The alternative really presents a lot of challenges for the numbers people. If they told you the truth about training, that it is highly individual, that you have to lift heavy stuff, that you have to do it well, that you need a set of eyeballs on you when you’re just getting started, that you need dedicated equipment, that you have to respect progressive overload and the way your body actually makes energy...well that’s a lot of barriers to entry. And it doesn’t have an immediately scalable solution in my mind that would entice investors and I’ve been doing this for over fifteen years now, finally at the unexpected critical moment of wanting to assume all of the risk and open my own fitness and wellness facility simply to build a fortress against this nonsense. I have stayed up many sleepless nights thinking about it in the last two years. And as I watch my sister struggle through a Peloton “strength workout” without the proper cueing to be successful, I will tell you my conclusion is there may not be a way to scale fitness that is both good, and also exponentially profitable in the way that all these start-up bros with their apps and their influencer envy seem to wish it to be.

But me? I think you guys are smarter than what all these companies are implying with their shitty workouts and bad journalism. I think you know you’re being sold bullshit that doesn’t work and you just need someone to tell you that what you think you know is true. 

Well, I’m here to confirm your intuition. Because I reject the idea that all of you will quit trying to take care of your bodies just because you’ve been duped so seriously. I don’t think you’re too lazy to push past those bigger barriers. I don’t think you view doing some homework as a waste of time. And “some fitness is better than no fitness” is frankly just not good enough.

I think you are smart. And I think you understand what I mean when I say again that that shoe is an abomination beyond it’s simple design flaws. The Nike Super Rep is a travesty. It is an ugly attempt to patch up cracks in a system that is knowingly undermining its promises and corrupting your health, in order to keep the bubble going--avoiding necessary evolution to scale an industry that it is not really capable of that sort of growth as a rule. And listen, I get it. Nike is a shoe company that just needs to sell shoes. At the end of the day, it’s just business for all these brands, right? I know we cannot hold an individual company entirely responsible for enabling this machine. But I guess Colin Kapernick’s face on billboards just makes we want to expect better from them. 
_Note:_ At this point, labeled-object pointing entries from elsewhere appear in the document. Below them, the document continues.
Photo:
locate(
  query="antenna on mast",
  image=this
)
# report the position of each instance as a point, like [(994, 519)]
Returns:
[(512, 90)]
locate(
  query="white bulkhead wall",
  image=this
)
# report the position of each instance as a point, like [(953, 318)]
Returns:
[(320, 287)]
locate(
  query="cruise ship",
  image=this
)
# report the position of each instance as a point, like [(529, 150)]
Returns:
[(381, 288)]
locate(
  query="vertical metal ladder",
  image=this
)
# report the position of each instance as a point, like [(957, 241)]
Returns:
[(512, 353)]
If you think they’re not complicit in the lie as they create these super fun collabs with these super fun fitness influencers at these super trendy studios after dissolving the actually elite Sparq strength and conditioning coaches program, remember this. They’ve been quietly producing a new version of their flat and flexible shoe year after year since 2004 called the Free that I’ve been enjoying buying on clearance and recommending to clients for the past two decades. Because they know the truth. Ain’t no cushion in the world gonna save your body from a poorly programmed workout. And that is a fact that even the most innovative of shoe companies cannot deny.